Mercedes announced last October that it had secured an option to join the grid as a manufacturer from season five (2018/19), but was still evaluating an entry as of last month.

Despite having until October to make a final decision on taking up the entry, Mercedes announced on Monday that it would be going ahead with plans to join Formula E, starting from season six (2019/20).

As part of a realignment of its motorsport interests, Mercedes also confirmed that it would be quitting DTM, Germany’s leading touring car series, at the end of 2018.

“Mercedes Benz has announced a strategic repositioning of its motorsport activities: the company will conclude its participation in DTM at the end of 2018 and enter Formula E in the 2019/20 season,” a statement reads.

“This new approach will see Mercedes-Benz competing at both ends of the motorsport spectrum: in Formula 1, the pinnacle of motorsport combining high technology and the most demanding competitive challenge; and in Formula E, which embodies the transformation that is underway in the automotive industry.”

“Mercedes-Benz will market future battery powered electric vehicles using the EQ label,” said Dr. Jens Thiemer, Vice President Marketing Mercedes-Benz.

“Formula E is a significant step in order to demonstrate the performance of our attractive battery powered electric vehicles, as well as giving an emotional spin to our EQ technology brand through motorsport and marketing.”

Mercedes head of motorsport Toto Wolff added: “In motorsport like in every other area, we want to be the benchmark in the premium segment and to explore innovative new projects.
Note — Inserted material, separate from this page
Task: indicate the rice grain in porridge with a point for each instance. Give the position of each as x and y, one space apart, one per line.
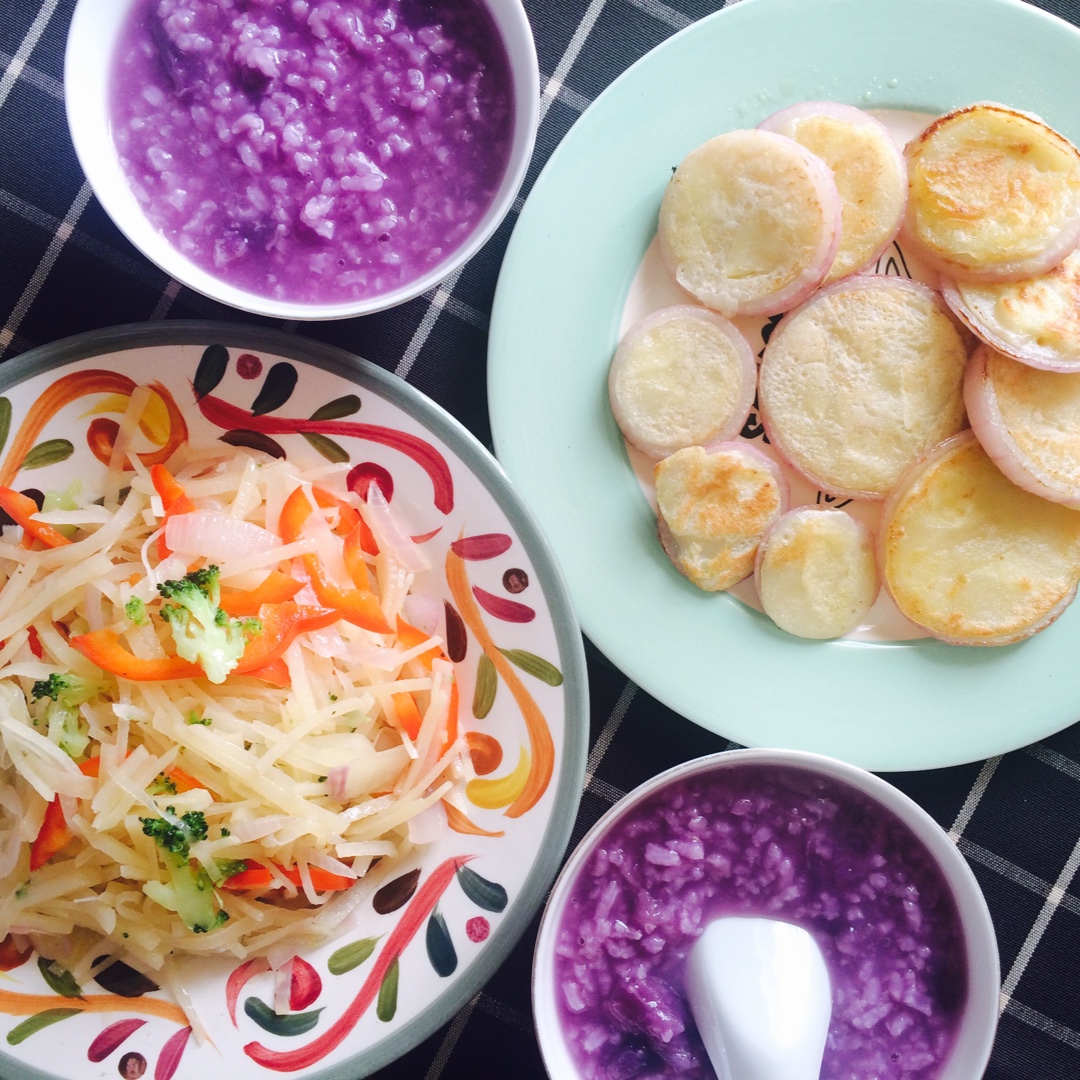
757 840
313 150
“The combination of Formula 1 and Formula E delivers that. Formula E is like an exciting start-up venture: it offers a brand new format, combining racing with a strong event character, in order to promote current and future technologies.

“Electrification is happening in the road car world and Formula E offers manufacturers an interesting platform to bring this technology to a new audience – and to do so with a completely new kind of racing, different to any other series.

“I am pleased that we were able to extend our entry option for one year to the 2019/20 season. This gives us time to properly understand the series and to prepare for our entry in the right way.”

“Today is a great day as we welcome Mercedes to the Formula E family – adding to the increasing number of manufacturers joining the electric revolution,” Formula E CEO Alejandro Agag said.

“This step shows how much the world is changing, not only in motorsport, but the whole automotive industry. We’re witnessing a transformation that will first change our cities, and then our roads.

“Formula E is the championship that embodies that change, and together with all our teams and manufacturers we’ll keep pushing for technologies to have better and more affordable electric cars.”